PaddlePaddle · A-nnonymous · Nov 11, 2025 · Nov 12, 2025 · Nov 13, 2025 · Nov 13, 2025
diff --git a/paddle/phi/infermeta/backward.cc b/paddle/phi/infermeta/backward.cc
@@ -2273,6 +2273,70 @@ void FusedRMSNormGradInferMeta(const MetaTensor& x,
   }
 }
 
+PADDLE_API void FastLayerNormGradInfermeta(const MetaTensor& x,
+                                           const MetaTensor& scale,
+                                           const MetaTensor& mean,
+                                           const MetaTensor& invvar,
+                                           const MetaTensor& y_grad,
+                                           float epsilon,
+                                           MetaTensor* x_grad,
+                                           MetaTensor* scale_grad,
+                                           MetaTensor* bias_grad) {
+  PADDLE_ENFORCE_EQ(
+      x.dtype() == DataType::FLOAT32 || x.dtype() == DataType::FLOAT16 ||
+          x.dtype() == DataType::BFLOAT16,
+      true,
+      common::errors::InvalidArgument(
+          "The dtype of x must be FLOAT32, FLOAT16 or BFLOAT16, but got [%s]",
+          x.dtype()));
+  PADDLE_ENFORCE_EQ(
+      scale.dtype() == DataType::FLOAT32 ||
+          scale.dtype() == DataType::FLOAT16 ||
+          scale.dtype() == DataType::BFLOAT16,
+      true,
+      common::errors::InvalidArgument("The dtype of scale must be FLOAT32, "

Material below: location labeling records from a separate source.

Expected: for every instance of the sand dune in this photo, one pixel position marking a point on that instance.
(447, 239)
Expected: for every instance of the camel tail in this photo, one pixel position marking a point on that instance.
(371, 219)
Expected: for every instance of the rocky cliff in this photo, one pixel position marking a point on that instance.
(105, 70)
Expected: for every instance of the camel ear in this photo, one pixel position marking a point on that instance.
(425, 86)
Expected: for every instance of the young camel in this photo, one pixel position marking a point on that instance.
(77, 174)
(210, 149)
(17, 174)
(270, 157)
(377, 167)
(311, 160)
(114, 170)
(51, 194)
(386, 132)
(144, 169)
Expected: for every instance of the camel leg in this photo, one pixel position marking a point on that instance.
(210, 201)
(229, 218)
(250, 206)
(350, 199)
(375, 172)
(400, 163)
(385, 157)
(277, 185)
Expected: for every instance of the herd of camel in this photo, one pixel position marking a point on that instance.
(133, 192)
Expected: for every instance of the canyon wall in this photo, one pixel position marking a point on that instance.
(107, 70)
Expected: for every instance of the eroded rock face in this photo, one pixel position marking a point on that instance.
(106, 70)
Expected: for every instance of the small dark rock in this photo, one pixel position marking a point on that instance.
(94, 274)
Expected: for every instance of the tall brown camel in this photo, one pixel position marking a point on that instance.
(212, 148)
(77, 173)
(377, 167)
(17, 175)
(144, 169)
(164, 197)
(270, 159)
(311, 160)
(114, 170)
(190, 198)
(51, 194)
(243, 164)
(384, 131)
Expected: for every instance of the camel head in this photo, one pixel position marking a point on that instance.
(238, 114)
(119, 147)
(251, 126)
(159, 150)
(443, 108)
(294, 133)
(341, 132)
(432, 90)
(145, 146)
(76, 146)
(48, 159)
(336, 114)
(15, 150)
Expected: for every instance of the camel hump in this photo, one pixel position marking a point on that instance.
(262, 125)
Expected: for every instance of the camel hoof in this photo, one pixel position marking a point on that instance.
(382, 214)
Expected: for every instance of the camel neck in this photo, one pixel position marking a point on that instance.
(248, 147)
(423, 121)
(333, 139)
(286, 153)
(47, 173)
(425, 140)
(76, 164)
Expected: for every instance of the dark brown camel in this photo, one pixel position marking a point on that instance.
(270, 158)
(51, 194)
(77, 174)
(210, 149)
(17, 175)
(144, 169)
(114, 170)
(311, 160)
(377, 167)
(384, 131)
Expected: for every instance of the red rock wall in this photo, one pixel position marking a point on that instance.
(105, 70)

+                                      "FLOAT16 or BFLOAT16, but got [%s]",
+                                      scale.dtype()));
+  if (x_grad && x) {
+    x_grad->share_meta(x);
+  }
+  if (scale_grad && scale) {
+    scale_grad->share_meta(scale);
+  }
+  if (bias_grad) {
+    bias_grad->share_meta(scale);
+  }
+}
+
+PADDLE_API void FastRMSNormGradInfermeta(const MetaTensor& x,
+                                         const MetaTensor& scale,
+                                         const MetaTensor& invvar,
+                                         const MetaTensor& y_grad,
+                                         float epsilon,
+                                         MetaTensor* x_grad,
+                                         MetaTensor* scale_grad) {
+  PADDLE_ENFORCE_EQ(
+      x.dtype() == DataType::FLOAT32 || x.dtype() == DataType::FLOAT16 ||
+          x.dtype() == DataType::BFLOAT16,
+      true,
+      common::errors::InvalidArgument(
+          "The dtype of x must be FLOAT32, FLOAT16 or BFLOAT16, but got [%s]",
+          x.dtype()));
+  PADDLE_ENFORCE_EQ(
+      scale.dtype() == DataType::FLOAT32 ||
+          scale.dtype() == DataType::FLOAT16 ||
+          scale.dtype() == DataType::BFLOAT16,
+      true,
+      common::errors::InvalidArgument("The dtype of scale must be FLOAT32, "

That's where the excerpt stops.